We can read the file into a DataFrame like so:

In [2]: df = pd.read_csv('legislators.csv', index_col=False)

Now we have a DataFrame instance! Fun fact: instead of curl-ing the CSV and loading it from the local file, we could’ve passed read_csv the remote file URL as a string. But, for our purposes, it makes more sense to keep a local copy for future practice.

We’ll ignore the details of the index_col keyword argument for now, but by setting it to False, we are telling pandas “read this data and create an auto-incrementing surrogate key for each row”, analogous to the id columns we frequently find in SQL database schemas.

Let’s learn about the DataFrame class by answering some questions about the dataset.

Question 1: How many legislators are there in congress, anyway?
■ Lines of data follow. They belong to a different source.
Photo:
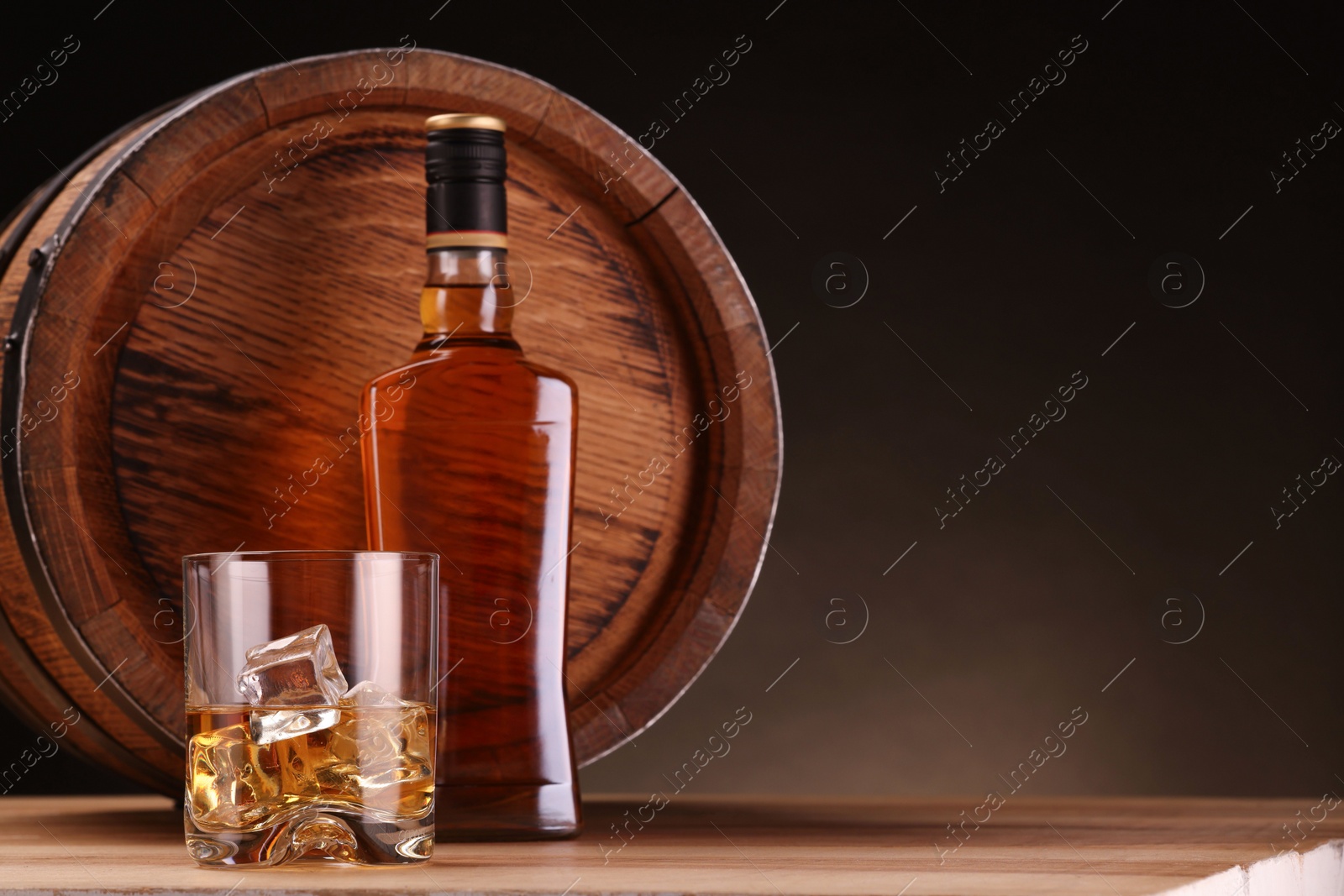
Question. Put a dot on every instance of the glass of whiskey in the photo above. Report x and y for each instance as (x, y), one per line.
(311, 715)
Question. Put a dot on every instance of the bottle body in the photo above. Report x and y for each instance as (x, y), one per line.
(470, 454)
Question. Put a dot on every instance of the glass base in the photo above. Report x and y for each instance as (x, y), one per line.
(313, 837)
(506, 812)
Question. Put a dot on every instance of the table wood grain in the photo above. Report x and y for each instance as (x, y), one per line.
(1108, 846)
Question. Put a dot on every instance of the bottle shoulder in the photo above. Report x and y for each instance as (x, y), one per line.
(477, 382)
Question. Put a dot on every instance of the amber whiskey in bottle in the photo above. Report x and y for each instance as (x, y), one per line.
(470, 454)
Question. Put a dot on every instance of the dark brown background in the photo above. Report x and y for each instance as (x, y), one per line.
(1110, 537)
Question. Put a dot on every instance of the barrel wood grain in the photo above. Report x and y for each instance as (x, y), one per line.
(234, 278)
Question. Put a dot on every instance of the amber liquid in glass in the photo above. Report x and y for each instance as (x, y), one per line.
(470, 454)
(358, 790)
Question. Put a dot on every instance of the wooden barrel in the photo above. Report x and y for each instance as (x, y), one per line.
(195, 304)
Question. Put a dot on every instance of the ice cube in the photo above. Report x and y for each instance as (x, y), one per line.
(269, 726)
(297, 671)
(234, 781)
(370, 694)
(374, 747)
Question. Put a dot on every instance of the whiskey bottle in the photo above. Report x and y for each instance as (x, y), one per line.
(470, 454)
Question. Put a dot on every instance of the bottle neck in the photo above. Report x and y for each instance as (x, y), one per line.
(468, 295)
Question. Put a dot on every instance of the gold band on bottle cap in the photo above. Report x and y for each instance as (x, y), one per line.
(467, 238)
(464, 120)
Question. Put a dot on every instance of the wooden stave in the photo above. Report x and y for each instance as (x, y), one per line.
(647, 201)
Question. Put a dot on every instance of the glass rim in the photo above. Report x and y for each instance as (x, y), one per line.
(315, 555)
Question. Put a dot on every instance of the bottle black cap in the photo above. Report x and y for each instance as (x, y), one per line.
(465, 167)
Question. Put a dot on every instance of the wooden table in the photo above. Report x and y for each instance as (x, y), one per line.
(1109, 846)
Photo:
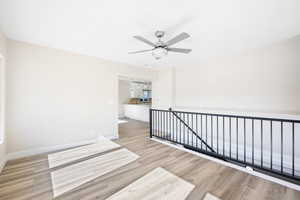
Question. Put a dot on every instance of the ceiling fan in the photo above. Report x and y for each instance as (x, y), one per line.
(161, 48)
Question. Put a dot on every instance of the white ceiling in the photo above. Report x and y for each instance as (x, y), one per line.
(104, 28)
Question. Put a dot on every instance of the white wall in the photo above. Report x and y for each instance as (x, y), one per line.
(57, 98)
(2, 101)
(260, 80)
(124, 96)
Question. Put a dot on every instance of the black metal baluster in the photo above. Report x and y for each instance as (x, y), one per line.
(193, 129)
(229, 137)
(212, 131)
(244, 140)
(164, 129)
(293, 149)
(201, 130)
(237, 138)
(223, 136)
(181, 132)
(252, 142)
(281, 146)
(271, 138)
(188, 131)
(261, 144)
(206, 132)
(160, 124)
(197, 130)
(173, 128)
(217, 135)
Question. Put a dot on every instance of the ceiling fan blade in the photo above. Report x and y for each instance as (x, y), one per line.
(140, 38)
(179, 50)
(142, 51)
(178, 38)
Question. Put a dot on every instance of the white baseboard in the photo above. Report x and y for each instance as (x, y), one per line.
(2, 163)
(254, 173)
(42, 150)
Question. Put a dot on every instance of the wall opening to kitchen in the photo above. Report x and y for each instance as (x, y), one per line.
(135, 100)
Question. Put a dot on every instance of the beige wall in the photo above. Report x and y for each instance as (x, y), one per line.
(58, 98)
(260, 80)
(2, 101)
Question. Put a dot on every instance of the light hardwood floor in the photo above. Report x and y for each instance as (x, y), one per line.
(29, 178)
(64, 157)
(159, 184)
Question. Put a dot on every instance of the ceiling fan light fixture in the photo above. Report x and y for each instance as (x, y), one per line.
(159, 52)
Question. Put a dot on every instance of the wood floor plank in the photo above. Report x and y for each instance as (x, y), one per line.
(68, 178)
(30, 178)
(156, 185)
(64, 157)
(209, 196)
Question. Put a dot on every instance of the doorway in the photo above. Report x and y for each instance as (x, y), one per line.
(134, 103)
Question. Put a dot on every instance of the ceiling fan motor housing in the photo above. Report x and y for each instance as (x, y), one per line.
(159, 34)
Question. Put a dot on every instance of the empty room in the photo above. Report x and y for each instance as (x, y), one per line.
(149, 100)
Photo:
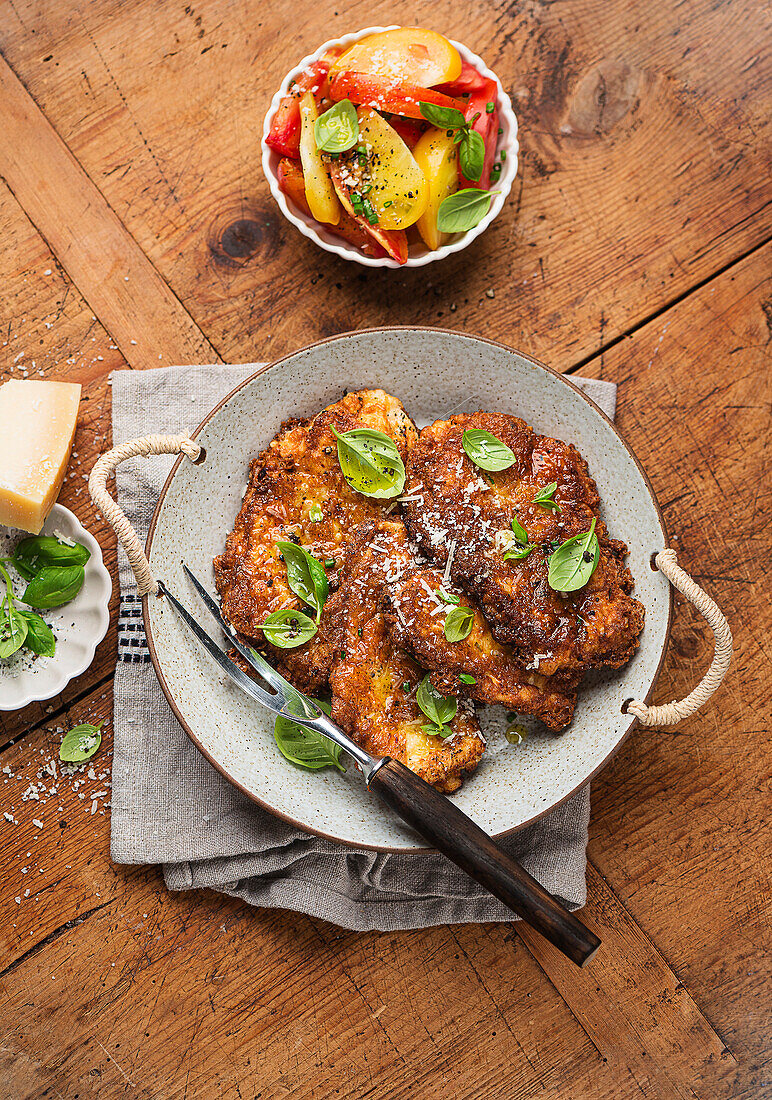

Each (non-header) row of our CSV file describes a distinct legislator. If we assume no row in our frame is degenerate (all NaN), we can count the number of legislators by calling the generic Python len function on the DataFrame:

In [3]: len(df)
Out[3]: 540

Note: Our total count of 540 legislators comes from the sum of 435 House representatives (less 1 vacant seat), 100 senators, and 6 non-voting representatives.

A DataFrame is like a 2-dimensional ndarray from the NumPy package. In fact, it used to be an honest subclass of ndarray, though that has changed. Regardless, they still respond to many of the same methods.

For example, like an ndarray, our DataFrame has a shape:

In [4]: df.shape
Out[4]: (540, 38)

A DataFrame will always be two-dimensional, and its shape will be (#rows, #columns). In particular, a DataFrame has two arrays of indices which define these rows and columns.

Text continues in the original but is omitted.